The Patriot Post® · From The Comedy Store

By Argus Hamilton ·
https://patriotpost.us/opinion/28268-from-the-comedy-store-2014-08-16

Barack Obama’s address to the nation on Iraq was delayed by a security breach on the North Lawn of the White House Thursday. A toddler had crawled in through the fence. The Secret Service patted him down and found his diaper full of the government’s approval ratings.

The Pentagon sent three hundred Marines to northern Iraq as advisors on humanitarian aid. They promised there’d be no boots on the ground. That means we’ll find out a year from now that the Pentagon paid ten thousand dollars for each pair of Adidas.

Obama reported progress in the Iraq air strikes to help Kurdish forces and he thanked Britain and France. It’s the usual division of labor. The U.S. is in charge of air strikes, Britain is in charge of commando operations, while France is in charge of refreshments.

The Washington Post ran an article detailing how often Obama has been late to scheduled press briefings. So far he has been late a total of thirty-five hours during this year alone. The president blamed it on the slow play of the foursomes ahead of him.

The Washington Post ripped Barack Obama for going on vacation amid world crisis. He’s playing golf, dodging the border influx, and he blamed Bush for the U.S. troop pullout in Iraq.
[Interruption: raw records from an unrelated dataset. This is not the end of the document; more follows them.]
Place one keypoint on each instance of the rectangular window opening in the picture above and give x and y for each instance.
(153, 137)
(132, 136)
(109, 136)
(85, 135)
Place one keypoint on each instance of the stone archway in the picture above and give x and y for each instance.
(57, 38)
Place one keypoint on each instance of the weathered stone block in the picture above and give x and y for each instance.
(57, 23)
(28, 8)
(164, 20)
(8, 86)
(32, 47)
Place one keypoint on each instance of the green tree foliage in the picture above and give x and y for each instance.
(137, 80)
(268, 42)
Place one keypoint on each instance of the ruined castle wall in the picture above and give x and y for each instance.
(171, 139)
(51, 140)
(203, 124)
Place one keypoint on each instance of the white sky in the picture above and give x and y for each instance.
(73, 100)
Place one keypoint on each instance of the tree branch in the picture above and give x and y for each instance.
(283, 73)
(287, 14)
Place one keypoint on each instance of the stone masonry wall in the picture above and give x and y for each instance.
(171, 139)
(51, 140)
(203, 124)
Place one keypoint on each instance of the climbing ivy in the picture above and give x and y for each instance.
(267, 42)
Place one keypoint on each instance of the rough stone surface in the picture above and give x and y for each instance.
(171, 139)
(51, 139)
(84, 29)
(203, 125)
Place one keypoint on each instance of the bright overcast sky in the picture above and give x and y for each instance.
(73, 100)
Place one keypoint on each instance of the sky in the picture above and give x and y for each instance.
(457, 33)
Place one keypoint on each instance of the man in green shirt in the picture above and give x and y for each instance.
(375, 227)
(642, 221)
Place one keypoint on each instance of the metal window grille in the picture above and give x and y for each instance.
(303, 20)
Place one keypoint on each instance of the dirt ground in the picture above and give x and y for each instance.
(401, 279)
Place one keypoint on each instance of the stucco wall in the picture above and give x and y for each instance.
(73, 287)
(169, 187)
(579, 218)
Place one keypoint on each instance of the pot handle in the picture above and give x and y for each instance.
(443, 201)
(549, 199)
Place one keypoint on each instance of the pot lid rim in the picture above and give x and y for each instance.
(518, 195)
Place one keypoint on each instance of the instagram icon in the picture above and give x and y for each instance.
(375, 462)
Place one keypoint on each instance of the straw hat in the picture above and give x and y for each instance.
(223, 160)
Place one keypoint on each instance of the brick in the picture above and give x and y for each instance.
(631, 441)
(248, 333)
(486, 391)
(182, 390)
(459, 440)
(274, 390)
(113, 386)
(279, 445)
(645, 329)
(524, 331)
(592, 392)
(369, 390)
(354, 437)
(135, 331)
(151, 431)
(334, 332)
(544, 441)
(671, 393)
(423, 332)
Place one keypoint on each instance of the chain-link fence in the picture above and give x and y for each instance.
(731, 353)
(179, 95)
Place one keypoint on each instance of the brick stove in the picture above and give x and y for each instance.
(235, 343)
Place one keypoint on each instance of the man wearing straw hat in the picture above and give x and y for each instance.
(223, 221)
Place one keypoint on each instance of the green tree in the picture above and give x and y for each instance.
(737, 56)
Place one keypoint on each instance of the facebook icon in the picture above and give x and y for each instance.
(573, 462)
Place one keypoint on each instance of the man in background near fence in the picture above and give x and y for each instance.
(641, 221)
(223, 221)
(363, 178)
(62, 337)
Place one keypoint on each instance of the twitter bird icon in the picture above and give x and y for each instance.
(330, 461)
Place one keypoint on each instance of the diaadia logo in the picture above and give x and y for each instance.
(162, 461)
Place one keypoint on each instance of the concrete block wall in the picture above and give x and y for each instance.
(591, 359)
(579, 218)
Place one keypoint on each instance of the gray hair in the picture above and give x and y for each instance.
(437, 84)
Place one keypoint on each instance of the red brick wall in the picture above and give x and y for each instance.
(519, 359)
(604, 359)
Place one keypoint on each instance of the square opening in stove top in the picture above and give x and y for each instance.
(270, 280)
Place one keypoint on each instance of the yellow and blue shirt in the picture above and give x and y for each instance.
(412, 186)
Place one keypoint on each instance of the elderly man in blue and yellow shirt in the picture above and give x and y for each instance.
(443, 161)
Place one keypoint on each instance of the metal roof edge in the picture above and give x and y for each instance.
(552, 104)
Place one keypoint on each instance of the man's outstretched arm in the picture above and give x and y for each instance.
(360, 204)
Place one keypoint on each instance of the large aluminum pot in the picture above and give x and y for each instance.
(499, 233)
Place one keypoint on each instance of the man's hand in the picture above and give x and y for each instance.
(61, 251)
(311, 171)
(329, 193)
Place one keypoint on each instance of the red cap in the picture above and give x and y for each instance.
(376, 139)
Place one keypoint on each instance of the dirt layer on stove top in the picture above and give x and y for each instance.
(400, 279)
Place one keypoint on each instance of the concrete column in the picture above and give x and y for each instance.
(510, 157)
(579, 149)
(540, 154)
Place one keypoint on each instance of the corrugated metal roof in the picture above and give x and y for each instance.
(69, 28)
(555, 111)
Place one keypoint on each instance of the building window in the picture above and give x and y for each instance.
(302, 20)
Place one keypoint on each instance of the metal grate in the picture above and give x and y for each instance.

Whatever happened to going on vacation to get away from your daily routine at home?

Forbes magazine named Washington D.C. the coolest city in the America in a survey based on the number of entertainment options that a city provides. What a town. You can sample comedy clubs , gambling dens, simulated gunfights and whorehouses, all in one U.S. Capitol tour.

New York police are on the lookout for a man who has robbed eight banks on Long Island in the last three months wearing an Obama mask. You can imagine the tellers’ confusion. Usually when New York bankers see Obama in the lobby, he’s there to drop off money.

St. Louis home electronics stores were looted by street mobs after a white police officer killed an unarmed black man who’d assaulted the cop. The mayor’s call for calm was ignored. It didn’t help when Al Sharpton went on TV and urged looters not to forget the remote.

The U.S. Postal Service reported losing two billion dollars in the second quarter despite an increase in package revenue. They lost almost two billion in the first quarter. The four billion dollar loss in six months makes the Post Office the most profitable branch of the U.S. government.

The Baltimore Ravens invited six hundred grade school football players to training camp for a good citizenship seminar. It was adorable. The children were there to lecture the Ravens about the danger of drunk driving and the consequences of violence against women.

Russian bombers and their fighter escorts have been flying very close to the West Coast of the United States in the past week. They would have no trouble at all penetrating U.S. airspace. The planes are camouflaged to look like Central American children.

Fox News reported a medical study which discovered that highly trained dogs could sniff out prostate cancer with a ninety-nine percent accuracy rate. This is terrifying news for men. If you think it was uncomfortable having a gloved hand up there, just wait until it’s a Schnauzer.

USA Today reports Boston and Maryland schools are preparing to teach thousands of the illegal kids from Central America. They walked all the way here after hearing what a wonderful country America is. Their first day in public school, the history teacher will deliver the rebuttal.